Anyway, it's not a random blog post! If it was a post about how many species of flowers there are or whatever, then my comment wouldn't make sense. But it's not random! It's literally about acting wholesomely! His very unwholesome behavior is very relevant to a post he's making to the forum of record about what wholesome behavior is!

comment by owencb · 2024-02-27T10:39:32.557Z · LW(p) · GW(p)

The act in question happened before she arrived, not after. (I wanted to reduce the impact of attraction on my experience while she was staying there.) But in any case I was not attuned to what her experience might be, and I now agree that it was highly inappropriate for me to have shared that information.

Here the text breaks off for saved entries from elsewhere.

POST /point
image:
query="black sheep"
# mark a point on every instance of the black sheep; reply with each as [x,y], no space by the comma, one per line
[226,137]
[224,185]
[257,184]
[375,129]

Replies from: Cornelis Dirk Haupt
comment by Cornelis Dirk Haupt · 2024-02-27T15:35:47.157Z · LW(p) · GW(p)

Edit: in hindsight this seems too emotive and uncouth and I kinda don't like how my comment is on a post on wholesomeness. Feel free to DM me a response instead if you prefer. I'm not interested in creating a scene. I legitimately was just shocked by the update I received.

 

Wait... wat... I'm sorry for the blunt question but,

You masterbated before she even arrived at the house? That is a monumental update that has my brain ringing.  Any LW/EA space I go to where you are brought up in passing there seems to be a model of the event constructed that a huge part (in fact, the majority) of the inappropriateness was because she was in the same building when you let her know you're just "going to the other room" etc etc. 

On one level I hope I'm just in the minority and missed this for not following closely enough, but if not - I'm sorry - why the fuck was this not more clearly pointed out? It seems a huge difference to the story.

Replies from: owencb
comment by owencb · 2024-02-27T16:25:20.661Z · LW(p) · GW(p)

Sorry, I didn't realise until reading your comment today that that was a prevalent reading. (Although in retrospect it makes some sense.)

I think this error is pretty related to the original errors. I had a bunch of illusion of transparency and some psychological block around possible interpretations of things I did as sex-seeking. Also at the time of the public discussion I just felt really bad and it seemed kind of appropriate that people should think badly of me (I understood that they did think badly, but not the detail of that).

By the time I'd largely worked through the psychological issues and talked further about things publicly (in my December update [EA(p) · GW(p)], or my response to the EV investigation [EA · GW]), it seemed better to talk at a more general level about what had gone wrong, and not try to rehash the original discussion. (I was aware that I'd be able to talk about it more clearly vs where I was last year, but I don't think it's a super comfortable topic of conversation for anyone, and it's not clear the extra clarity made it worth getting into it.)